Why Theories and Culture Wars Aren’t Always Relevant | Sarah Stook

A recent tweet encouraging people to read theory had mixed reviews from those who encountered it. The most prevailing view was that theory…doesn’t really matter that much.

It seems that politics had become too invested in theory and idea over practice and implementation. 

The idea of ‘owning the libs’ is a theory that comes from American conservative commentators such as Ben Shapiro and Steven Crowder. It’s what it says on the tin, essentially using conservative views to upset those on the left- and it’s not meant to be kind or sincere. The idea has become popular among some conservatives and there’s no doubt some readers still subscribe to this idea.

Like theories, it seems the culture war is another thing that has been overblown. The divisiveness of politics, especially after Brexit and Donald Trump’s shocking 2016 win, has only increased over the years. Owning the libs is the strategy used in the culture war. The use of pronouns in everyday life and social media had brought on both commendation and scorn. Some mock it as a sign that someone is, charitably, a moron. The lengthy battle over statues of famous figures who may be ‘problematic’ has only increased after the firestorm that was 2020.

The thing is, do these tactics work?

As political beasts, we often genuinely forget that others do not really care about what’s going on around us, especially at an intense level. We question why someone doesn’t know the name of some minister or US Senator, forgetting that most people really just don’t care. 

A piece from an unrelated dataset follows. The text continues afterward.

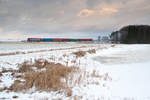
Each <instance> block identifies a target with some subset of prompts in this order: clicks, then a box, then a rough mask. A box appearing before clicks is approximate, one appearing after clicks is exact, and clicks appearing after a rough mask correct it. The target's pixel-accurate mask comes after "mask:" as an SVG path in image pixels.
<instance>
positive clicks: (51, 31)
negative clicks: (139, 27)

It’s the same with theories and the culture war.

When it comes to the statues, one could argue that it is more relevant due to historical context. Even if a person had a shady past, do their feats that make them so famous cancel out said past out? A minor remark that wouldn’t be uncommon in the 19th century isn’t cause to bring a statue down. If we take down these statues, we’re taking history down with it.

Do most people have a strong opinion on this? If you’re political, sure.

Pronouns and Marx do not matter to the average person. It doesn’t mean they can’t or won’t understand more academic views, it means they’re simply not interested. Theory won’t influence most people in politics or voters in general. 

Well, the thinkers cry, you’re just assuming that working class and non-politicos are stupid and don’t understand things. They hate ignorance (ironic, considering they’re ready to rail on Trump and Brexit supporters). What they don’t understand is that not everybody will share their view on it. Not reading academia does not make one stupid.

Theory isn’t the only thing that isn’t necessarily consequential. The culture war has been inflamed by both sides. Multiculturalism, race and gender theory and climate change may be important to some, but they’re not necessary in the lives of many. The recent attack on Capitol Hill is a result of this culture war, yet has been widely condemned by those of all political stripes. Such idiocy and danger over a cultural issue, or any issue for that matter, is not widely received.

Most people know capitalism and socialism. In the wider political area, the number and types of theories expand. If you spend any time among young people, you’ll see that many spout Marx and his theories as some sort of gospel, especially on class warfare. How many, however, have actually read The Communist Manifesto? How many have actually read into Marx? Probably not that many. You get even more specific theories, from egalitarianism and objectivism to Neo-Sovietism and statism. 

Philosophers? It’s the same kind of thing. 

Some people might not be interested in theory because it’s boring. Yes, there are some works that one would struggle to stifle a yawn as they read it. Another reason is a little more important- for these people, politics is about survival. 

Even in times of great prosperity, there will be strife. Families go hungry. People turn ill or get a life-changing injury. Schools are overfilled. NHS waiting times stretch on. The unemployed can’t find work. The list goes on. There will always be at least one person who is in desperate need. Even if they are well-versed in political theory, that will not influence their politics. They’ll vote on whether they can get a job or no, if their children can go to a good school and if they can get a GP appointment at a reasonable time. 

We can talk about Hobbes and Locke until we’re blue in the face, but that doesn’t mean an instant win in the argument. We can mock the use of different pronouns or proudly display them on our Twitter bio, but that won’t make one lick of difference to the vast majority of the population. Many people in politics aren’t online, which certainly means those who aren’t political don’t have as strong a virtual presence. 

Owning the libs or bleating about Marx isn’t the way to win. Not everyone has the education or time to read theory, but that doesn’t make them wilfully ignorant. Instead of engaging in a debate about racial theory online or badgering someone to read Hayek, remember what the fight is truly about.